In his lecture today, Prof. Bartchy referenced an intriguing article in the NY Times about current study of the Qur’an. The Qur’an is considered by Muslims to be the very words of God, spoken through the prophet (peace be upon him) who spoke the words of God for his companions to transcribe verbatim. For Muslims, then, the Qur’an represents the actual words of God–without a hint of human authorship: the final revelation of God. Prof. Bartchy often says that many Christians (namely, conservative Evangelicals) wish the Bible was the Qur’an. That is, many Christians wish that the Bible was wholly God’s word without any human influence.

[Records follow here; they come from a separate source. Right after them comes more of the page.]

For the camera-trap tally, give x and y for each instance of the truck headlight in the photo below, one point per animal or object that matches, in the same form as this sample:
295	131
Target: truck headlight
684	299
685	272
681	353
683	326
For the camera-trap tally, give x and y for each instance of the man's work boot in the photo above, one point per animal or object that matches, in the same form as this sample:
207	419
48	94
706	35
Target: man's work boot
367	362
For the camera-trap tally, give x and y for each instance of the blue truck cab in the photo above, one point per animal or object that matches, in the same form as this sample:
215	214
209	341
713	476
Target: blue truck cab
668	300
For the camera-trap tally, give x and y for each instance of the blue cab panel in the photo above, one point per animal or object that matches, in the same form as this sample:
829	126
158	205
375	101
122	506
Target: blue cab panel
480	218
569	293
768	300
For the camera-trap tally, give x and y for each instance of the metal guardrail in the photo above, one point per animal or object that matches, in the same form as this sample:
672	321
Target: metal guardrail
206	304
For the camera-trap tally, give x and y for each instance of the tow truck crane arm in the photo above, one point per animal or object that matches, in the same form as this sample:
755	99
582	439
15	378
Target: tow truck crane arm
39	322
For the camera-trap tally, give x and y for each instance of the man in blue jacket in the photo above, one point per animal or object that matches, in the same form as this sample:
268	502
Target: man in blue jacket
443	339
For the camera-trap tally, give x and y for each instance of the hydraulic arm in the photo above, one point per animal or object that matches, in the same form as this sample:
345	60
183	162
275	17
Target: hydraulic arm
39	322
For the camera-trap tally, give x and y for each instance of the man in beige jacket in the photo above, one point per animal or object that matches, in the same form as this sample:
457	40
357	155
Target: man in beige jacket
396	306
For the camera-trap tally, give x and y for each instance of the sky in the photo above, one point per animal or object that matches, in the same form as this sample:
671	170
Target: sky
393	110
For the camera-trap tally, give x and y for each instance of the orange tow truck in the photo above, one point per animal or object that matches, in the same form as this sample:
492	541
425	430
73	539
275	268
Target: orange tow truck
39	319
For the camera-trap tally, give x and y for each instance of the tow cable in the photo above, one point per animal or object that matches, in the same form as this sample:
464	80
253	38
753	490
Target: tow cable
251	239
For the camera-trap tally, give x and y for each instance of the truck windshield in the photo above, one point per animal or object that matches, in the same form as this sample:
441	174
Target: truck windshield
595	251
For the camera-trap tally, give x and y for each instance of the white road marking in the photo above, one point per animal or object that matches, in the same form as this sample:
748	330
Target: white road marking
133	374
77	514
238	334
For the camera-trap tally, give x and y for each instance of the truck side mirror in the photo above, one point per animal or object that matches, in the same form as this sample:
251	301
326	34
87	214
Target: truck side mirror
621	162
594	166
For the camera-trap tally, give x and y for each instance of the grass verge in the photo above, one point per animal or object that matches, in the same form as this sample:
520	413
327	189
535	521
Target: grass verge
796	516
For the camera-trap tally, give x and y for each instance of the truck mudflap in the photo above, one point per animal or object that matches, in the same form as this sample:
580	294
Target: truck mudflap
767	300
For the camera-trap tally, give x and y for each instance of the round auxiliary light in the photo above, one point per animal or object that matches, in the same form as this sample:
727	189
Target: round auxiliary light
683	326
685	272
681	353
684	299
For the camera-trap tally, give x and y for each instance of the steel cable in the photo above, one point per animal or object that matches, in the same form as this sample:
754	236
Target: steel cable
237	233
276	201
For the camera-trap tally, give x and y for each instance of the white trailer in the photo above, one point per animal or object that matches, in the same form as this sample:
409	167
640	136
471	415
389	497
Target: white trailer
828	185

Those of us who believe in the authority and inspiration of the Bible, but also engage in true critical scholarship, must be honest about the humanity which drips from every holy page. By accepting the Bible’s (divinely inspired) humanness, I am able to tackle difficult questions of history while also living my life in accordance with the divinely inspired message of the text. This position may make me a liberal to my more conservative Evangelical friends, while it makes me a conservative to my more “secular” friends. However you categorize it, this is the sort of position that is uber-controversial for devoted Muslims to hold when related to the Qur’an.
But are things changing a wee bit at a time? A recent conference at the University of Notre Dame, “The Qur’an in Its Historical Context,” represents a burgeoning intellectual movement seeking to apply critical research to the Qur’an. The site describes the conference as “a major international conference addressing the most recent theories, controversies, and discoveries in the field of Quranic Studies.” It builds off an earlier conference held at Notre Dame, intending to be “a unique forum for a discussion of the historical circumstances in which the Quran was formed, and of its relationship to earlier literature, notably the Bible.” A glance at the conference schedule reads like sessions in the program book for SBL.
Nicholas Kistof’s NY Times article makes an interesting parallel to critical scholarship of the Bible:
“We’re experiencing right now in Koranic studies a rise of interest analogous to the rise of critical Bible studies in the 19th century,” said Gabriel Said Reynolds, a Notre Dame professor and organizer of the conference.
The Notre Dame conference probably could not have occurred in a Muslim country, for the rigorous application of historical analysis to the Koran is as controversial today in the Muslim world as its application to the Bible was in the 1800s. For some literal-minded Christians, it was traumatic to discover that the ending of the Gospel of Mark, describing encounters with the resurrected Jesus, is stylistically different from the rest of Mark and is widely regarded by scholars as a later addition.
Likewise, Biblical scholars distressed the faithful by focusing on inconsistencies among the gospels. The Gospel of Matthew says that Judas hanged himself, while Acts describes him falling down in a field and dying; the Gospel of John disagrees with other gospels about whether the crucifixion occurred on Passover or the day before. For those who considered every word of the Bible literally God’s word [i.e., objective historical truth], this kind of scholarship felt sacrilegious.
This is my favorite bit from the article:
One scholar at the Notre Dame conference, who uses the pseudonym Christoph Luxenberg for safety, has raised eyebrows and hackles by suggesting that the “houri” promised to martyrs when they reach Heaven doesn’t actually mean “virgin” after all. He argues that instead it means “grapes,” and since conceptions of paradise involved bounteous fruit, that might make sense. But suicide bombers presumably would be in for a disappointment if they reached the pearly gates and were presented 72 grapes.
This point gets at the profound task that Quranic (or biblical) scholars have to undertake. An otherwise harmless word study has profound implications for how religious followers understand and act upon their faith. With Bartchy, I think this parallel has profound pedagogical relevance when teaching critical biblical studies to committed Christians.